There were a number of special pairings, like Robin Thicke with Chicago. They began with “Does Anyone Really Know What Time It Is?” and then a couple of other hit songs by the classic rockers before morphing into “Blurred Lines.” There were only two female dancers in the production, wearing more clothes than all the women combined in Thicke's video of the song.
Keith Urban dueted with Gary Clark Jr. on “Cop Car.” Earlier, Clark won traditional R&B performance for “Please Come Home.” Kendrick Lamar and Imagine Dragons, who won best rock performance, did a smashup of “M.A.D.D.” and “Radioactive.”
Pink did her aerial acrobatics over Staples Center on her “Try” with Fun.'s Nate Ruess, and Starr had an all-star backing for his performance of “Photograph.”
Willie Nelson and Kris Kristofferson paired up for Jimmy Webb's “Highway Man.” Merle Haggard and Blake Shelton did “Okie From Muskogee.” Then they all performed “Mama, Don't Let Your Babies Grow Up to Be Cowboys.”
Carole King and Sara Bareilles — both on pianos — performed “Beautiful & Brave” a combination of the two songs.
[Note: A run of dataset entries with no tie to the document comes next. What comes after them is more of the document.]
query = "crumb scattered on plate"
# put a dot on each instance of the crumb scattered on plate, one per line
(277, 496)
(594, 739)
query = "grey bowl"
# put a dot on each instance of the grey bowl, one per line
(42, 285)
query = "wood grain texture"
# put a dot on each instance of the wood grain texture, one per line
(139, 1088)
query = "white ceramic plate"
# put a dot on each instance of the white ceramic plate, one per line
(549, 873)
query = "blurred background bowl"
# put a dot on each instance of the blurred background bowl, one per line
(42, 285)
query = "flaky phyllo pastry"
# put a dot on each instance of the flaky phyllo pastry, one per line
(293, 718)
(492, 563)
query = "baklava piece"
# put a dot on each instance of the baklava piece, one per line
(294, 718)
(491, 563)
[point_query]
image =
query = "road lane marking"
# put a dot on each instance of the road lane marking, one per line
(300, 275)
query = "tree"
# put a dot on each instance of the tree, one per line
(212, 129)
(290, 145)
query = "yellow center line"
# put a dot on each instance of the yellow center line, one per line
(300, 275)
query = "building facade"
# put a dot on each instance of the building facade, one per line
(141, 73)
King was honored Friday at a gala for MusicCares, the Grammy's charitable arm. An Oscar nominee for the “Dallas Buyers' Club,” Jared Leto paid homage to the great rocker Lou Reed who passed away last year, before a pairing of hard rockers Metallica and the classical pianist Lang Lang on “One.”
Later, Billy Joe Armstrong and Miranda Lambert sang the Everly Brothers' “When Will I Be Loved,” as a tribute to the late Phil Everly. During a performance of “Same Love,” Queen Latifah performed a mass marriage ceremony.
To be eligible for a Grammy, albums must have been released between Oct. 1, 2012 and Sept. 30, 2013. Some — like Swift's Red” — came out so long ago, they may have lost their luster, but after all, it's the Grammys, and in the end the only thing for sure is that nothing is for sure.